Больше месяца ходить по вражескому тылу, где любая случайность может погубить, — это очень долго. Особенно для нервов: они ко всему чувствительны, вот и сдают, можно сказать, надсаду получают…
Честно говоря, когда командир бригады, давая задание, сказал Каргину, что во вражеский тыл идти ему надлежит в паре с Марией Вербой, которая на все это время вроде бы его женой будет, он радости не испытал. И в спор не вступил только потому, что это приказ был. Но в душе изрядно покостерил начальство: или не понимает оно, что с мужиком надежнее?
А вот само задание пришлось по душе: командир бригады прямо сказал, что им надо докопаться до правды о том отряде, с представителями которого еще летом встречался Пилипчук. Особенно же понравилось, польстило сказанное командиром бригады в заключение:
— Пойми, Иван Степанович, всем сердцем пойми, почему тебя, а не другого, посылаем, хотя, сам знаешь, хороших разведчиков нам не занимать. Почему же мы тебя в это дело включаем? А потому, что тут не просто увидеть что-то надо, тут все значительно сложнее. Ведь если тот отряд, представители которого на дружбу с нами набивались, создан фашистами и с теми же целями, что и банда Черного, узнать правду ой как сложно будет. А нам ее сквозь любую маскировку обнаружить надо! По каким-то вроде бы мелочам, по неосторожно оброненному слову или еще чему, но только на нее выйти!.. Всех наших разведчиков мы перебрали и остановили выбор на тебе. Так что, вникни…

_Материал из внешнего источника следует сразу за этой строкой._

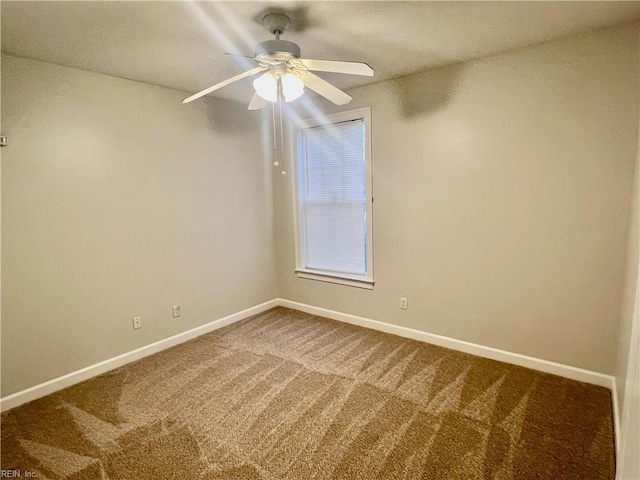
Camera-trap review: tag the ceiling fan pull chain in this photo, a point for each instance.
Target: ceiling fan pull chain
(281, 128)
(275, 140)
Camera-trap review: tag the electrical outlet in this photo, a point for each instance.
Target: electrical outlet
(403, 303)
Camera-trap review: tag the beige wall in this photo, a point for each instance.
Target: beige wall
(502, 192)
(628, 360)
(117, 200)
(629, 296)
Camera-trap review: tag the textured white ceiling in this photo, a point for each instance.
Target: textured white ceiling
(182, 45)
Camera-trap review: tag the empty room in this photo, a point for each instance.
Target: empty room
(320, 240)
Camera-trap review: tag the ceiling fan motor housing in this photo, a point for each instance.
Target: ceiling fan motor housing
(272, 48)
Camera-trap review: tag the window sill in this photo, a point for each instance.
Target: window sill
(351, 282)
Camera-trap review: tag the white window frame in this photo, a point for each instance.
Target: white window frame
(361, 281)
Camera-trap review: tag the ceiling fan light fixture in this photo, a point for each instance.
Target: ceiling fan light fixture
(292, 87)
(267, 87)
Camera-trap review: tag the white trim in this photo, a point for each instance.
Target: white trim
(51, 386)
(617, 432)
(546, 366)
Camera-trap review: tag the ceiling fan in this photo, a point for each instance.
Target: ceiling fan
(285, 73)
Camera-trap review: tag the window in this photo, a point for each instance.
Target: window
(334, 199)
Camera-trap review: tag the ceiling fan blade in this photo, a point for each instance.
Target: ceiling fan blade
(257, 102)
(335, 66)
(248, 73)
(325, 89)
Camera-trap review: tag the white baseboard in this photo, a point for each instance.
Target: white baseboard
(72, 378)
(51, 386)
(546, 366)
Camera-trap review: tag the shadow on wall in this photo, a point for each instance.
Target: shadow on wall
(425, 92)
(230, 117)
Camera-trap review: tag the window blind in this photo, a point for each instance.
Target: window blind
(333, 200)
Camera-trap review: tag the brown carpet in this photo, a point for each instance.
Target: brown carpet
(286, 395)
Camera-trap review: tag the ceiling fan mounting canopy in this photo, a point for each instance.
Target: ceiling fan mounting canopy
(276, 23)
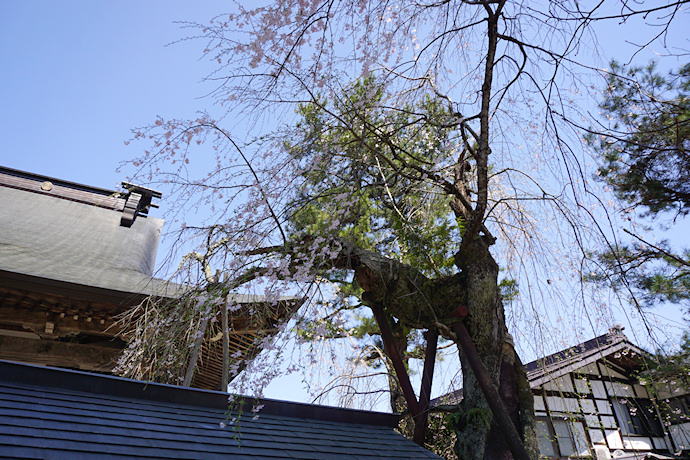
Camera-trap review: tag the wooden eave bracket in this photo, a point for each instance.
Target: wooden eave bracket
(138, 202)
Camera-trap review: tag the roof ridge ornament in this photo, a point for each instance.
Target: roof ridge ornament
(138, 202)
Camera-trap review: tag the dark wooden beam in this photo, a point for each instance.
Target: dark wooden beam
(62, 324)
(59, 354)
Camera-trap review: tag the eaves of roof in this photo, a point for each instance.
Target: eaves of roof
(571, 359)
(55, 413)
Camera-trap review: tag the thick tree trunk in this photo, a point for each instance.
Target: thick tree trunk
(416, 301)
(477, 433)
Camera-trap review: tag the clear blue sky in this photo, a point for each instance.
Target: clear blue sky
(77, 76)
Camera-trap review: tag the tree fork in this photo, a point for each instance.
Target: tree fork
(503, 420)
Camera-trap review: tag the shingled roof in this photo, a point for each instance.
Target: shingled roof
(60, 414)
(613, 346)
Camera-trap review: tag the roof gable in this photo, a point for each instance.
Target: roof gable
(613, 346)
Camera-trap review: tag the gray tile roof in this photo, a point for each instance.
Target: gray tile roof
(54, 414)
(60, 238)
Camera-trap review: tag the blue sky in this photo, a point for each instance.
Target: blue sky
(77, 76)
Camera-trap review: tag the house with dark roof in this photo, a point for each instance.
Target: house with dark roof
(589, 403)
(73, 258)
(54, 413)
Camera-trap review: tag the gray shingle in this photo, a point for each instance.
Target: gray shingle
(51, 413)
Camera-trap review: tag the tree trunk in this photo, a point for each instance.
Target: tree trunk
(417, 301)
(486, 325)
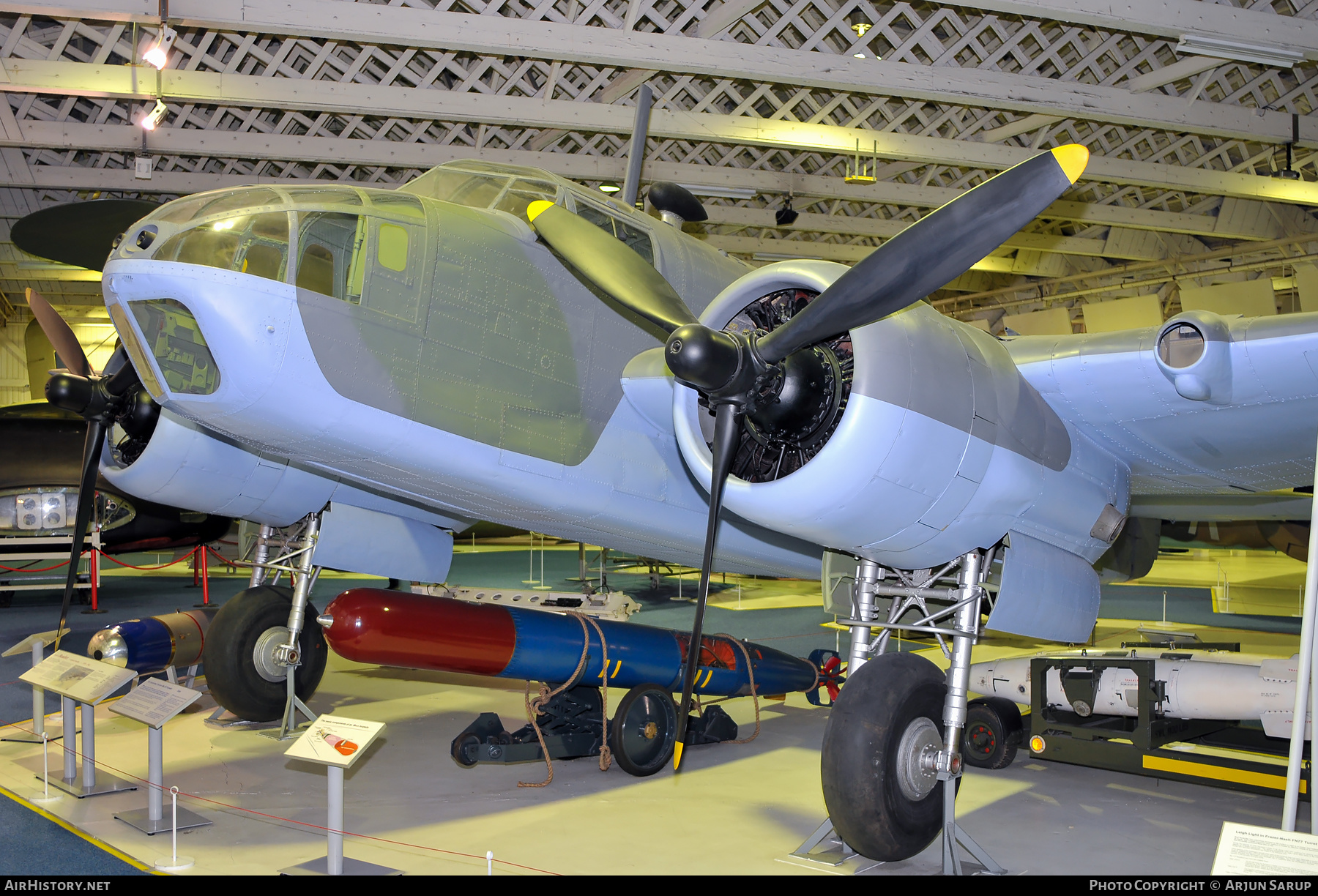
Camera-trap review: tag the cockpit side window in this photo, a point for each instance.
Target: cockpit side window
(637, 239)
(331, 248)
(250, 244)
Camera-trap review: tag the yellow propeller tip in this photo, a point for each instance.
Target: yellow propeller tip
(1072, 158)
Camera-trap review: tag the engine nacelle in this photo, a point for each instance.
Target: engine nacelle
(940, 447)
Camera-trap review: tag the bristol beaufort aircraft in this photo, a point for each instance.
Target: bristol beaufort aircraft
(497, 343)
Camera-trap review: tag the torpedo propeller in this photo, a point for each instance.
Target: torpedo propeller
(83, 234)
(751, 375)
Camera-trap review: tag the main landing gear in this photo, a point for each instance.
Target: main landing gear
(261, 660)
(890, 770)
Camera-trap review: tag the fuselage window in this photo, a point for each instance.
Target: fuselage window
(250, 244)
(393, 247)
(331, 248)
(637, 239)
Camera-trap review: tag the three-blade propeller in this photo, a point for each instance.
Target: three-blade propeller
(83, 234)
(734, 372)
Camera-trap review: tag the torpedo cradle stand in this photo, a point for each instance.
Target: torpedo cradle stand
(923, 759)
(87, 682)
(154, 703)
(37, 643)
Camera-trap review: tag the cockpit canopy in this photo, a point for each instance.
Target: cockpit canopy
(336, 239)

Каргин, конечно, понял, какое доверие ему оказали. Только вот с Марией Вербой во вражеский тыл идти…
Однако, как время доказало, она деваха правильная. И характер имеет. Не бабский, а настоящий, мужицкий. Взять, к примеру, хотя бы ту первую ночь, когда им вместе пришлось заночевать у незнакомых людей.
Вошли они в хату — Мария сразу зачастила по-белорусски. Он еще глазами зыркал, в обстановку вживался, а она с хозяевами чуть ли не дружбу уже завела. Вроде бы о самом обычном болтала, а он заметил, что временами, словно между прочим, она и вопросики вставляла, вроде того: а не шалят ли у вас в лесах партизаны? Так толково эти вопросики вклинивала, что и не понять, ищет она встречи с теми партизанами или боится ее.
Она же и не попросила, почти скомандовала хозяевам:
— Мы с Ваней на сеновале ляжем: он к свежему воздуху привержен.
На сеновале, пока Каргин осматривался и прикидывал, куда и как сигать, если ненароком фашисты нагрянут, она не мельтешила перед глазами, с разговорами разными не лезла: молча лежанку ладила. А только он лег, отгородившись от нее большой охапкой душистого сена, она и сказала с укором:
— Зачем же так, Иван Степанович? Вдруг хозяева заглянут?
Он перебрался к ней на разостланные половики, натянул на грудь тот же кожух, каким и она по самое горло укрылась. И тут что-то чувствительно кольнуло его в бок. Он еще думал, что бы это могло быть, а она уже пояснила, довольная собой:
— Это шило я для тебя припасла, если…
— Дура! — только и сказал тогда Каргин и отодвинулся на самый краешек половиков.
Здорово он тогда рассердился. Можно сказать, рассвирепел. Или Мария совсем без понятия, не доходит до нее, что настоящий мужик никогда не станет в любовь играть, если задание командования на нем висит? И вообще он, Каргин, никогда баб не сильничал. И не будет. Разве настоящий мужик на такое пойдет?
После этой ночи он, кажись, дня три или четыре почти не разговаривал с Марией. Только по делу слово-другое и ронял.
Видать, дошло до Марии, что ошибочно себя вела. Сама, вроде бы ни с того ни с сего, сказала:
— Вот беда-то, потеряла я шило, Иван Степанович.
Помнится, он ответил:
— Известно, баба, потому и потеряла. А оно в хозяйстве еще как сгодилось бы.
Она молча проглотила упрек, только глазищи упрятала.
Однако пословица правильно говорит, что шила в мешке не утаишь. Прокололо то шило Мариину котомку. Это Каргин к вечеру заметил.
Ох и хитрющая баба!..
А как они с Марией от двух полицаев отбились? Натолкнулись на этих сволочей, когда вовсе не ждали! Те, конечно, первым делом: «Кто такие и куда бредете?» Показали им документы, в самом почтительном тоне весь разговор с ними вели.